Vaccino coronavirus: il fondatore della Microsoft Bill Gates ne è sicuro, sarà pronto entro la fine del 2020 o al massimo nei primi mesi del 2021.

Dna
Vaccino coronavirus pronto entro fine anno, parla Bill Gates


Vaccino coronavirus: il fondatore della Microsoft Bill Gates ne è sicuro, il composto anti infezione da Sars Cov 2 sarà pronto entro la fine del 2020 o al massimo nei primi mesi del 2021.

Vaccino coronavirus: pronto tra fine 2020 e inizio 2021

Vaccino coronavirus – In un’intervista rilasciata alla nota emittente televisiva americana Cnn, il fondatore di Microsoft ha affermato che la creazione del composto anti infezione da Sars Cov 2 sarebbe ormai giunta all’ultimo miglio. Nello specifico, Gates è sicuro che arriverà entro la fine dell’anno, al massimo nei primi mesi del 2021. Sono circa 130 i progetti attualmente in corso: in 16 casi si è già arrivati alla fase di sperimentazione sull’uomo. Se alla fine venissero rispettate le previsioni del magnate americano si sarebbe di fronte a un evento a dir poco storico: in sostanza, nessun vaccino è stato mai realizzato in così poco tempo. D’altro canto, anche una volta che sarà reso disponibile resteranno da valutare alcuni importanti fattori.

Ostacolerà del tutto la diffusione del Covid?

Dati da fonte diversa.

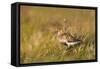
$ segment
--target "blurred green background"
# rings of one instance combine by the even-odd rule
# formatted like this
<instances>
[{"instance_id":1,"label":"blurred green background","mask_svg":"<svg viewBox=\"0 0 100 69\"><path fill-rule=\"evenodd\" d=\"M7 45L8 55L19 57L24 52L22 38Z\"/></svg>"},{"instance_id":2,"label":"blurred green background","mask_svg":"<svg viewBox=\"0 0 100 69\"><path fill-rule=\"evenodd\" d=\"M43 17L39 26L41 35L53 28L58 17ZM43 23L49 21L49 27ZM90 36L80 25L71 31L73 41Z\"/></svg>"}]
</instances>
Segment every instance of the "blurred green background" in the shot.
<instances>
[{"instance_id":1,"label":"blurred green background","mask_svg":"<svg viewBox=\"0 0 100 69\"><path fill-rule=\"evenodd\" d=\"M54 32L63 27L83 43L60 44ZM95 59L95 10L21 6L20 28L21 64Z\"/></svg>"}]
</instances>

Il vaccino, infatti, potrebbe mettere al riparo dall’ammalarsi di Covid ma non è detto – ha voluto precisare Gates – che la sua inoculazione impedisca del tutto la diffusione del nuovo coronavirus, il contagio tra persona e persona. In pratica, ancora non si può essere certi che il vaccino “ostacolerà del tutto la trasmissione della malattia” (“it’s not guaranteed that the vaccine will be a perfect transmission blocker” le parole esatte, ndR). Sempre Gates a tal proposito ha aggiunto che, stando ai dati in suo possesso, chiunque sceglierà di somministrarselo dovrebbe risultare immunizzato per più o meno un anno. Detto ciò, se il composto si dimostrerà davvero efficace contro l’infezione oltre che un buon “transmission blocker”, l’immunità di gregge – ipotizza il fondatore di Microsoft – potrebbe essere raggiunta arrivando a vaccinare il 70-80% della popolazione.